Bitmain’s Struggle is Real But Analyst Says Crypto Miners are Fine

Just in the past two months, Bitmain has fired more than half of its staff, has closed an entire office in Tel Aviv, has shuffled top management, and removed two of its chief operations officers. And today, the Chinese bitcoin mining giant decided that it would close another overseas workplace – this time in Amsterdam.

But Eric Conner, the founder of Eth Founder, believes that the health of miners does not impact the crypto space.

Mining is Just a Service

In his latest tweet, Conner requested the crypto community to stop thinking much about miners, stating that they won’t hold any relevance to the overall growth of the crypto space.

“Honestly, I wish we’d stop worrying about miners so much,” said the cryptocurrency analyst. “They provide a service to what Ethereum users decide they want to run. I don’t think they should have a say in governance decisions. In [two] years we won’t need them. Let’s quit wasting so much time worrying about them.”

Conner didn’t mention Bitmain specifically, but his statement came at a time when the Beijing-based company is shrinking at a rapid pace. The year-long crashing in the value of leading cryptocurrencies has led mining companies like Bitmain to huge losses. Also, the infamous Bitcoin Cash hash war in November reportedly caused the company additional losses worth millions of dollars.

Ethereum, which was a part of Bitmain’s mining portfolio, meanwhile announced that it would switch its core consensus algorithm from proof-of-work to proof-of-stake. By doing so, Ethereum replaces miners with validators.
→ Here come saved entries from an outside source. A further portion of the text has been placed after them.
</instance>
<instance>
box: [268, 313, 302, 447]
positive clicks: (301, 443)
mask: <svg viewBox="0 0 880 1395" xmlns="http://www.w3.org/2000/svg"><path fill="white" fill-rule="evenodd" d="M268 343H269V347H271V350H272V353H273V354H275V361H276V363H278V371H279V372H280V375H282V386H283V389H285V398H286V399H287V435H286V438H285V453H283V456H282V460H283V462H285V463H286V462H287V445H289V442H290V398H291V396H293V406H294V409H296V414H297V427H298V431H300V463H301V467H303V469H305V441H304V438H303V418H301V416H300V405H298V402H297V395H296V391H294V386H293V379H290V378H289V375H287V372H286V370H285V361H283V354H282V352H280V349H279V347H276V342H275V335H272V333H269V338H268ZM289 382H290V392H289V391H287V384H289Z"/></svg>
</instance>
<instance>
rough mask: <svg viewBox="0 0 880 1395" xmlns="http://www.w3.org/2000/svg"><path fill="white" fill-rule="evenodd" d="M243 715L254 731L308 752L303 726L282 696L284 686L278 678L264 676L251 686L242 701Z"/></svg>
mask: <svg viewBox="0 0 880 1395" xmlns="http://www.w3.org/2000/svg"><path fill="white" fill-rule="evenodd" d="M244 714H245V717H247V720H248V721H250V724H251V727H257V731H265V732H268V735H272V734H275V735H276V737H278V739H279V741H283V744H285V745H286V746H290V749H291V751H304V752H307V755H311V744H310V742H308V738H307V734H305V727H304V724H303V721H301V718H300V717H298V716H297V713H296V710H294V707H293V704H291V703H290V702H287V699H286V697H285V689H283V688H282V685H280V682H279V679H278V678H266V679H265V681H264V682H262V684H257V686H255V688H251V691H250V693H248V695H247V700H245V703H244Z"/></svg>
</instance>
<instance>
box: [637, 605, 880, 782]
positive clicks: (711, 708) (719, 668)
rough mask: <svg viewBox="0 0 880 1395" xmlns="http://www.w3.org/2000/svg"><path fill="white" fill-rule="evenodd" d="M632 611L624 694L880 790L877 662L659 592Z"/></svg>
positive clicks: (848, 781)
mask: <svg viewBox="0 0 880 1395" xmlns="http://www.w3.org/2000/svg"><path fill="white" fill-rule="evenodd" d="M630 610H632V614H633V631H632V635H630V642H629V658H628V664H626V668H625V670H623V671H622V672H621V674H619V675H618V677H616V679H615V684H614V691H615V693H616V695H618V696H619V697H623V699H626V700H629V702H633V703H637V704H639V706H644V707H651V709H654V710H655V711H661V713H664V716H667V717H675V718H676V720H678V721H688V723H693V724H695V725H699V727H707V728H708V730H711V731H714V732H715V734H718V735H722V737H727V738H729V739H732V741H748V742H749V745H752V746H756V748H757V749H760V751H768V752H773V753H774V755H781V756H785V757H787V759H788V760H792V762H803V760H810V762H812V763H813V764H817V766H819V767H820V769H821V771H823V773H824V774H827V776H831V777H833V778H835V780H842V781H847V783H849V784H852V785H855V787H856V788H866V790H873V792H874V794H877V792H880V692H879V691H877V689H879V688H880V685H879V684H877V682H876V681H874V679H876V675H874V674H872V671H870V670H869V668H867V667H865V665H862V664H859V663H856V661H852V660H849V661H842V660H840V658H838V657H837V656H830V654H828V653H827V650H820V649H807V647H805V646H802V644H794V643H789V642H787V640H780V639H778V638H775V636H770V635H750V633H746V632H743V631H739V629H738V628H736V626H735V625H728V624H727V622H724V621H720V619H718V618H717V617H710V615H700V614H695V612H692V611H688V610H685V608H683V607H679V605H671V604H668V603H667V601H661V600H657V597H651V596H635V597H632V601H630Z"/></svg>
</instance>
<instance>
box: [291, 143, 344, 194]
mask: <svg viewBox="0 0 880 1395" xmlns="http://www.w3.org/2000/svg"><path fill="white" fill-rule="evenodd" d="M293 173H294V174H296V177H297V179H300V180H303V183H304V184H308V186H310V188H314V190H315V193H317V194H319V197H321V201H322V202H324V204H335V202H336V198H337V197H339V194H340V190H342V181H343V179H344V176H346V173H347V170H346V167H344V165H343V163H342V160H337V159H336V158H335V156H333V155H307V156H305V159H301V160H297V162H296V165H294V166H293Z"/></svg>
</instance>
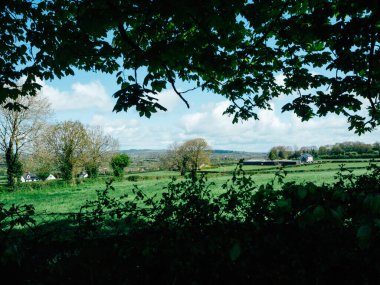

“These validators vote on the next block, and the weight of each validator’s vote depends on the size of his stake,” explained Johannes Hagemann, a software programmer, and Ethereum enthusiast. “To become a validator, you have to send a special type of transaction that locks up your ether into a deposit. The amount of ether someone locks up is his stake. The validators get a reward for their service, like in a PoW blockchain.”

The PoS protocol expects to remove expensive ASIC machines used by miners like Bitmain to stay ahead in mining crypto blocks. According to Conner, whether or not these companies will survive the crypto winter does not matter – at least to Ethereum that is reducing its dependence on them.

What of Bitmain, Then?

Bitmain is imploding. The company in 2017 scaled against the expected demand for its mining operations. It is now waiting to scale back to match the real market demand, which means it will reduce its expansion plans. The process is typical for any industry and Bitmain is no different. Either it would keep shrinking to address a small market or would entirely close down its operations – as many small miners had done.

Bitmain currently holds 1097 ETH tokens, according to a leaked financial report, so it could still become a stakeholder in the new Ethereum protocol. Nevertheless, its poor health remains troublesome for Bitcoin, Litecoin and Bitcoin Cash – the coins it holds in large and could encash in the event of crash scarcity.